Thursday, November 13, 2008

2 Notorious “E”’s of Testing

Efficiency is doing things right; effectiveness is doing the right things – Peter Drucker

Let me make a dig on these two notorious and the most abused terms - testing effectiveness and efficiency. Raj Kamal has a post that discusses this aspect here.

To me, effectiveness has a notion of "degree of serving the purpose". For example, we can say "this measure" taken to curb the inflation has been effective (means it appears to have served its purpose). This medicine is effective in slowing down the disease. So when talking about effectiveness with respect to testing - we should map the results to the mission of testing and say the techniques, approaches that you have deployed served their purpose or not. Remember, as testers we serve our stakeholders. Different stakeholders have different expectations from testing. Testers form their mission to suit those expectations.

So, in order to be effective in testing, we need to understand the possible stakeholders, their expectations and which one to focus on. That would lead to testing mission. Any testing that happens, should serve the mission. Along the way, testers employ different approaches, techniques, tools and methods. Few of these would be "effective" in serving the mission and hence serve the stakeholder the information that they are interested in knowing, few many not. Therefore, if you are thinking about articulating about effectiveness in testing, think about stakeholders first, then their expectations, then the testing missions, then approaches, tools and techniques, finally link all of them to the results that you produce. I am not sure if a simplistic metric of an equation that counts "reified" entities like bugs and doing some math (like taking cube root of sum of all bugs and so on). Bugs are not real things but they are the emotions and opinions of frustrated "someone" who matter in your project context. Can you quantify frustration?
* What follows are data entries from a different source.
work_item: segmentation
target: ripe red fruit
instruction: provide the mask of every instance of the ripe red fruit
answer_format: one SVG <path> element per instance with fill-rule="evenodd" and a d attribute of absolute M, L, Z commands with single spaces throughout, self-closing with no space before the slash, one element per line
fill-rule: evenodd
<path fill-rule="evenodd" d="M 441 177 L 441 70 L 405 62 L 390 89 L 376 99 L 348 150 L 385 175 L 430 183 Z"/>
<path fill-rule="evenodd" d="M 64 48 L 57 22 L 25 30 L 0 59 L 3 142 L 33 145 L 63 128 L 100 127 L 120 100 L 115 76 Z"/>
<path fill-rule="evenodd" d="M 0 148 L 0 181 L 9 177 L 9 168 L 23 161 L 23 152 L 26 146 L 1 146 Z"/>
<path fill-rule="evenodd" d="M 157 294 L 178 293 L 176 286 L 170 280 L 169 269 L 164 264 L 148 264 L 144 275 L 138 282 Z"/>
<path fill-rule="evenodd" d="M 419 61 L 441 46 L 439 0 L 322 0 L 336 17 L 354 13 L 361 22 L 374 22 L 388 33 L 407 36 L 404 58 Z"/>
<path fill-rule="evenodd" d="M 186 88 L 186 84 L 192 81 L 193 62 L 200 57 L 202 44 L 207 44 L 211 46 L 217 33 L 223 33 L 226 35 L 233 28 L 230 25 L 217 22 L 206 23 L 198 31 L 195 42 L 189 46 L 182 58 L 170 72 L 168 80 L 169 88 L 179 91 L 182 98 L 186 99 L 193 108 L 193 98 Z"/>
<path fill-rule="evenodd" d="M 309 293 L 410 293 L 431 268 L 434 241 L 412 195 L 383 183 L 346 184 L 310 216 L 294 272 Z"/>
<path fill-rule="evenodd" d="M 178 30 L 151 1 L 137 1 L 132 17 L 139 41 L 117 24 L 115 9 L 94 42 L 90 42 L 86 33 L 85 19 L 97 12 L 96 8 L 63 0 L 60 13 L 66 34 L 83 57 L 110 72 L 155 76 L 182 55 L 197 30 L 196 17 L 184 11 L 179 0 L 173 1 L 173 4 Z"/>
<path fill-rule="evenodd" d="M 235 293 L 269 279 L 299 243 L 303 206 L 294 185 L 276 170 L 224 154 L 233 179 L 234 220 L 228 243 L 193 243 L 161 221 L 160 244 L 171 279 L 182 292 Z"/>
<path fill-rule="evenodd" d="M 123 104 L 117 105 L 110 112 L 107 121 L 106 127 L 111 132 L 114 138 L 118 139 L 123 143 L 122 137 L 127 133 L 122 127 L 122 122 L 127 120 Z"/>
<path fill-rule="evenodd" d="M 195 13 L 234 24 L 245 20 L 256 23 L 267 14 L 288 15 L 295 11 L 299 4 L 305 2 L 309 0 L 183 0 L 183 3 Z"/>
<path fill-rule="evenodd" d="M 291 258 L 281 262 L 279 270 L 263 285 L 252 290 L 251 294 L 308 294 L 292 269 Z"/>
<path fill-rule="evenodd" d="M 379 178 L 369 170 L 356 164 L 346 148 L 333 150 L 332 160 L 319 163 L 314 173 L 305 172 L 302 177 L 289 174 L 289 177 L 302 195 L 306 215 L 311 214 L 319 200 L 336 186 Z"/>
Also remember, since there could be multiple stakeholders (hence multiple testing missions), your testing (approach, tools and techniques) cannot be effective for all missions. Accept this fact and you don't have to be guilty about it. This becomes very visible when there are contradicting expectations and hence contradicting missions. Learn to negotiate with the stakeholders, try to iron out conflicts and state in your test strategy which missions you are focusing on and why.

Now, let me come to the term "efficiency". You might have heard people saying – "this vehicle is fuel efficient", "this equipment is energy efficient", "this worker is efficient". To me, the term efficiency is related to the notion of degree of conversion of deployed input (human and machine capital) to desired outcomes. Let us take the example of an internal combustion engine and put the definition of efficiency into perspective - The ratio of useful work to energy expended. Like effectiveness, identifying the best way to convert useful energy for testing to useful results that our stakeholders value – is never a simple task. There is no one right way to things also. To serve multiple stakeholders and testing missions, we as testers need to employ a diverse set of techniques, tools and methods. Hence there can be multiple ways to define "efficiency" with respect to software testing.

While Peter Drucker provides a simple framework for thinking about these terms, I would say it is too simplistic and rudimentary model to apply it to software testing. We neither have one "right" way of things nor a specific set of "right things to do". There are many right ways to do things and there are many right things to do. Who defines the notion of "right"? Our stakeholders. Therefore, it is very important to align our work as testers, to what stakeholder expect. First step towards this is to identify our stakeholders. Have you done that for your project?

I would like to highlight another thing here. Since the notions of efficiency and effectiveness as applied to software testing, are multi-dimensional and cannot be reduced simple set of numbers. Avoid temptation to simplify these parameters into simple metrics defined in terms of entities like bug counts and test cases counts etc. Think broadly and deeply, consider multiple stakeholders and testing missions.

In short, effectiveness deals with "fitness of approach/tool/techniques to serving mission" and efficiency deals with "conversation rate of deployed capital (humans and machines) to intended output". In other words, effectiveness is about "how powerful is your way of doing things" and efficiency is about "how well you do things". Both of these parameters are important indicators of testing work and are multidimensional in nature.

Shrini

1 comment:

Anonymous said...

Shrini,

To me, testing effectiveness and testing efficiency usually go hand-in-hand. If is difficult for the testing to be aligned to the stakeholders mission/ objectives/ goals/ needs i.e. be effective and not be efficient. The apparent reason for this cohesiveness of effectiveness and efficiency is follows. If team/ individual has taken the pain to really understand, this is an indicator to their maturity and if they are not already efficient in some way, they would quickly realize that they need to utilize the resources for maximum result (in order to benefit their client/ organization) and make the necessary adjustments. Therefore, I would focus more on effectiveness and efficiency would follow almost automatically.